Prof. Dr. Işıl Özkan- Yaşar Üniversitesi Hukuk Fakültesi Öğretim Üyesi

VATANDAŞLIĞIN TARİHÇESİ

Vatandaşlık kavramının tarihçesini anlatan Prof. Dr. Işıl Özkan, “Vatandaşlık esas olarak doğumla kazanılır. Yüzde 95’lik bölümü böyledir. Bu da ikiye ayrılır. Birincisi kan esası, ikincisi ise toprak esası ile kazanılır. Kan esası ile vatandaşlığın kazanılması Roma Hukuku’ndan gelme bir alışkanlıktır. Kara Avrupası Hukuku’nda ve bizde esas olan ‘Kan Esası’dır. Kan esası, çocuğun nerede doğarsa doğsun, doğduğu andan itibaren soy bağı nedeniyle anne ve babasının vatandaşlığını almasıdır. Buna karşılık Eski Yunan’da daha çok sitede doğma ve oturma esas alınmıştı. Aristo, ‘Politika’ adlı kitabında, ‘Vatandaş, dava açabilen ve kendisine karşı dava açılabilen kişidir’ demiştir. Siyasal ve yönetsel yetkilere sahip kişiler vatandaştır. Eski Yunan sitelerinde vatandaşlık, aktif ve pasif olarak ikiye ayrılır. Erkekler, aktif vatandaş. Kadınlar ve çocuklar ise pasif vatandaşlardır. Köleler ve yabancılar, ikinci sınıf insanlardır. Roma Hukuku’nda ise daha esnek bir vatandaşlık anlayışı vardı. Roma Hukuk, vatandaşlığı kişinin oturduğu yere göre düşünmez. Kişinin özgürlük durumuna bakılır. Köle ise zaten vatandaş değildir. Aile durumuna bakılır. Ailenin reisi babadır. Bütün yetkiler, ondadır. Kız çocukları babaya bağlıdır. Evlenince, kocaya bağlanırlar. Boşanırlarsa babaya dönerler. Yurttaşlık olarak ise yabancıların pek bir hakkı yoktu” dedi. 

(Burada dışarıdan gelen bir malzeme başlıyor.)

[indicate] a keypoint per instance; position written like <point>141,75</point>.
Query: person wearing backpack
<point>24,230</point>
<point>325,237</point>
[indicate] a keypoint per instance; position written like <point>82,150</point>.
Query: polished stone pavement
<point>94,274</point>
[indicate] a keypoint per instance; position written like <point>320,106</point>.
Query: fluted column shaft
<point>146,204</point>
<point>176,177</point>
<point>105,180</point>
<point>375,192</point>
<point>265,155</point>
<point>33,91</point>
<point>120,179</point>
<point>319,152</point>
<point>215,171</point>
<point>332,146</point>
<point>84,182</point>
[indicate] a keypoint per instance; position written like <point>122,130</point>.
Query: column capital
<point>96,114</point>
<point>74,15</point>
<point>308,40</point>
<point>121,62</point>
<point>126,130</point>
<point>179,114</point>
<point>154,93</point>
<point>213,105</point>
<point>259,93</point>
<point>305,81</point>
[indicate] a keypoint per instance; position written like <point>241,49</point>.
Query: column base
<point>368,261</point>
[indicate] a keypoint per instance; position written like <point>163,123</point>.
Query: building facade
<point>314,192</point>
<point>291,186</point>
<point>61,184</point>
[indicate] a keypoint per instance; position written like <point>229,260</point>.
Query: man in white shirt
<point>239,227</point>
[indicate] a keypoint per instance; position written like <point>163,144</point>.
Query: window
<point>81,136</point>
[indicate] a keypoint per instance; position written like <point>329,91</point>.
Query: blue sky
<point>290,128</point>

Prof. Dr. Işıl Özkan’ın verdiği “Göç ve Vatandaşlık Hukuku” konulu açılış dersine Yaşar Üniversitesi Rektör Yardımcısı ve Hukuk Fakültesi Dekan Vekili Prof. Dr. Ali Nazım Sözer, fakültenin akademik kadrosu ve öğrenciler katıldı.

1992 AVRUPA’DA MİLAT OLDU

Avrupa Birliği ülkelerinde vatandaşlık kavramının ortaya çıkışını da anlatan Prof. Dr. Özkan, “Yaşayan filozoflardan Jürgen Habermas, Avrupa Birliği’nde (AB) Avrupa vatandaşlığı adı altında Avrupa halkını bir araya getirmek istemişti. Habermas’ın bu görüşü Avrupa’da etkili olmuştur. 1992 Maastricht Antlaşması’ndan sonra ‘Avrupa Vatandaşlığı’ diye bir kavram oluştu. Çünkü vatandaşlık, kişiyi devlete bağlayan hukuki ve siyasi bağdır. Bunun milliyetle de bir ilgisi yoktur. Vatandaşlık, hukuki bağdır. Türkiye’de ise Anayasamızın 66. Maddesi’nde de vardır; ‘Türk Devleti’ne vatandaşlık bağı ile bağlı olan herkes Türktür’ ifadesi vardır. Buradaki Türklük, ırkı değil, Türk vatandaşlığını ifade eder.” diye konuştu.

‘KÜRESELLEŞME İLE GÖÇ BAŞLADI’

Vatandaşlığın sonradan alınmasıyla ilgili bilgiler de veren Prof. Dr. Işıl Özkan, “Vatandaşlık, çoğunlukla esas olarak doğum yoluyla kazanılır ama bunun sonradan kazanılması ‘Vatandaşlığa Alınma’ denilen bir kavram ile gerçekleşir. Ayrıca evlenme ya da evlat edinme yoluyla da başka devletlerin vatandaşlığı alınabilir. Küreselleşme olgusundan sonra göçler çok artmıştır. Sınırlar neredeyse kalkmıştır. Bir devletin vatandaşları, başka bir devlete giderek çalışmak ve yaşamak istemiştir. Bu kişilere ‘göçmen işçi’ diyoruz. Şimdi bunların bir düzenli olanları var, bir de düzensiz olanları var ki onlara da ‘kaçak göçmen’ diyoruz. Daha sonrasında anayasal ve sosyal değerlere uyanları vatandaşlığa alırlar.” dedi.